Shoppers were stunned when a magpie was shot at a suburban shopping centre.

'Blokes with guns' kill magpie at Lismore shopping centre

GUN-WIELDING men isn't what you expect to see on an afternoon grocery run.

But that's what residents say they were confronted with at an East Lismore shopping centre on Tuesday.

What may have been a standard approach to a menacing magpie has members of the public shaken.

Paramedics were called to Esmonde St about 11.20am on Tuesday after a 70-year-old woman was struck by a magpie and fell over, injuring her knee.

SHOOTING SCENE: A magpie was killed by gunmen at the Esmonde St entrance to the Wyrallah Rd Shopping Centre in East Lismore.

About an hour later, two men dressed in shorts and T-shirts and carrying guns appeared in the nearby Wyrallah Rd Shopping Centre car park and shot the magpie out of a palm tree, witnesses said.

Russell Brown said the men claimed they were police officers, but did not appear to be forthcoming with identification.

Mr Brown said the magpie had been swooping people in that area "for years", but he questioned how the men approached the situation, whether or not they had authority to dispose of the bird.

"Something should have been done to warn the people what was about to happen," he said.

"Everybody that I saw looked rattled, they just looked upset.

"I don't think they should ever go about anything in that fashion."

Richmond Police District Inspector Bill McKenna said it was "not uncommon" for the council, National Parks and Wildlife Service or the public to request them to deal with problem magpies.

"Our specialised police, highly trained tactical police, are called regularly at this time of year to destroy magpies that are putting members of the public at risk," Insp McKenna said.

He said if such police from uniformed general duties were not available, plain clothes officers may attend.

But he said they should have had "some visible police identification".

"They are not going to put members of the public at risk in destroying a magpie," he said.

"They do that as quickly and as efficiently as possible with minimal to no risk to the public."

He was unable to confirm whether Tuesday's incident involved police officers.

Another witness named Heather - who asked for her surname to be withheld - said she was unable to sleep that night, as she replayed the incident in her mind.

"I saw these blokes with guns and I didn't know what the hell was happening because there was no uniforms, there was no cop car, there was nothing," she said.

"It scared the living hell out of me until they shot the bird, then fear just turned to anger."

She said if the men were police, they should have acted differently and warned the public.

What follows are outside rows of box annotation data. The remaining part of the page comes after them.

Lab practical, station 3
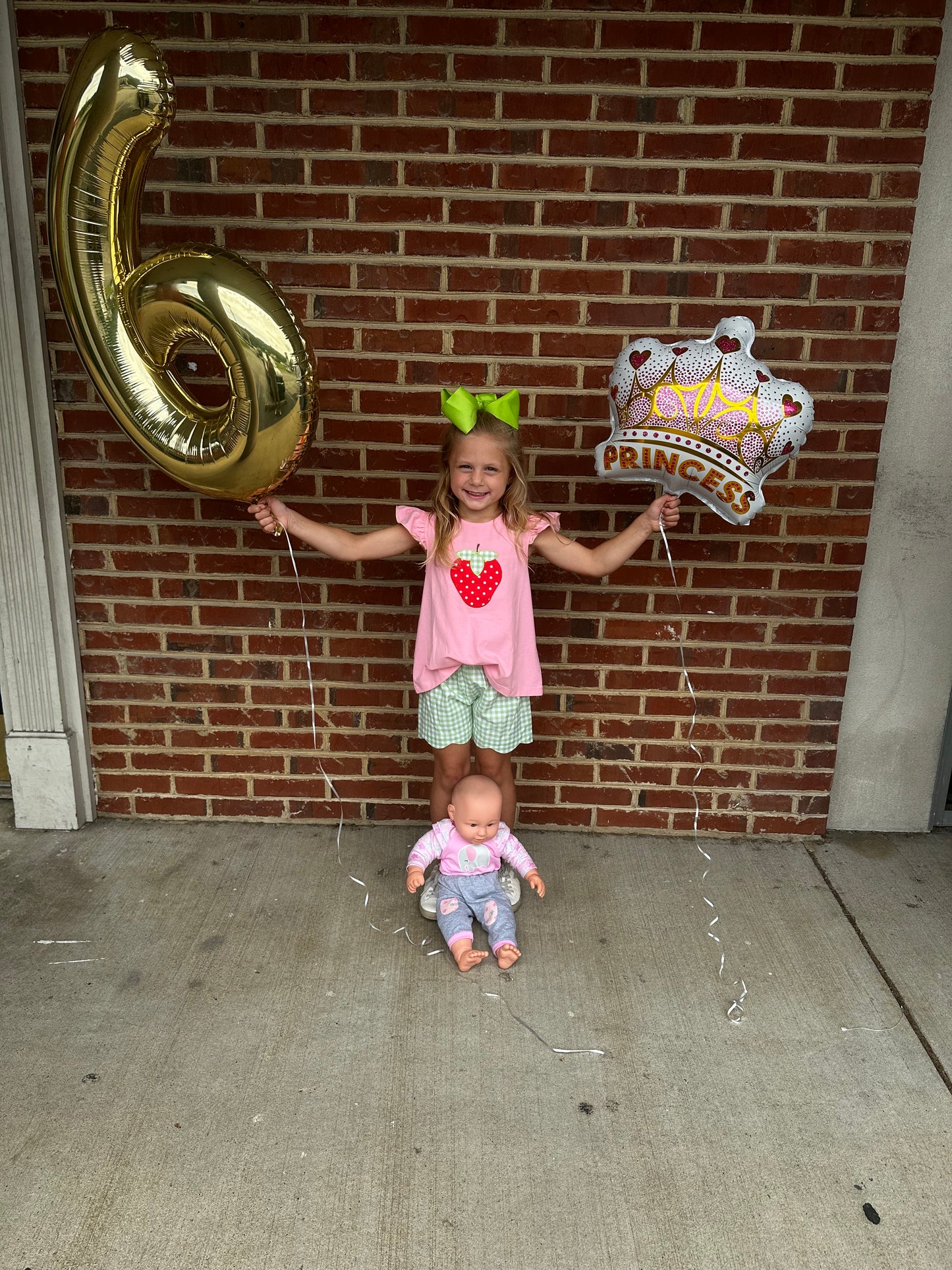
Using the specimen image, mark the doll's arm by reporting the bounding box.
[406,822,445,893]
[533,494,681,578]
[499,826,538,881]
[249,494,416,560]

"I would have thought they would have shut the area off," she said.

"I would like to know why the hell they did it when there were people around, why they didn't block the streets off."

A spokesman for the shopping centre's management said he was not aware of the incident and declined to comment.

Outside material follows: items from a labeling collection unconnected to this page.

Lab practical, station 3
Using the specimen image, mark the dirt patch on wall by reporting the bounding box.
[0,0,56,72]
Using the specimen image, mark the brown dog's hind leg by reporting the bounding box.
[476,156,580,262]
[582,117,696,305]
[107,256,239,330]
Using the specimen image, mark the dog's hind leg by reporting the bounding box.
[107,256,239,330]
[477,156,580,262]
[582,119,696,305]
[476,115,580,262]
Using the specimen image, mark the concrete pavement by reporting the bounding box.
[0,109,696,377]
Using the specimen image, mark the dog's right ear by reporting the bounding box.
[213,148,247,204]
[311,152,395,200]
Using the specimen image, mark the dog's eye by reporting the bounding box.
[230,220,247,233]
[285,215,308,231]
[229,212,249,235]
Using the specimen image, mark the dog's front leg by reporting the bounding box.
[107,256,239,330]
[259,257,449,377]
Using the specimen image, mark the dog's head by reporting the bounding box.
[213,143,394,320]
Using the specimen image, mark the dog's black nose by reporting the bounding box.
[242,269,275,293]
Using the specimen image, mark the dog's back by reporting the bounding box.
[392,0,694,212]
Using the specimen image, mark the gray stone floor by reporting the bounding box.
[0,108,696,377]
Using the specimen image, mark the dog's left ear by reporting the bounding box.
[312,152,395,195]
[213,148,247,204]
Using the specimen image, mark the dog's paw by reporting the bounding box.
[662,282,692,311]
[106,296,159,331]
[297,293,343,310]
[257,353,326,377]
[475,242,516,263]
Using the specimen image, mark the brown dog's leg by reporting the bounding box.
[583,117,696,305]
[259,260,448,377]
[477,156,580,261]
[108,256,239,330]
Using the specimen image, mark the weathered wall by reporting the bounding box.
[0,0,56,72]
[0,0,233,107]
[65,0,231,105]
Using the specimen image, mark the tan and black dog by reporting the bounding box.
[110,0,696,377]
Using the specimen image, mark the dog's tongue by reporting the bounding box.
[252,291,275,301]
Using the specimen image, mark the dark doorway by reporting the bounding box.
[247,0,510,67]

Last Thursday, the Lismore Magpie Attack Facebook page said the bird had been protective but was "quiet and lovely for most of the year".

The Magpie Alert website, meanwhile, had another swooping incident recorded in the same street last week.

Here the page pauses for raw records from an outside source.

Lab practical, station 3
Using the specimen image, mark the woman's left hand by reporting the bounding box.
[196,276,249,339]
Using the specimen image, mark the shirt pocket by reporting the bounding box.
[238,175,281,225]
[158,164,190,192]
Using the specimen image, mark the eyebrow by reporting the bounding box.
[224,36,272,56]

The NSW Office of Environment and Heritage did not respond to a request for comment on whether the OEH or the National Parks and Wildlife Service was involved.

But the department's website say magpies are a protected species in NSW.

"It is against the law to kill the birds, collect their eggs, or harm their young," the website states.

"If you feel a magpie is a serious menace, it should be reported to your local council or the nearest National Parks and Wildlife Service office.

Lismore MP Thomas George, who Mr Brown approached after the incident, said he had referred the matter to police.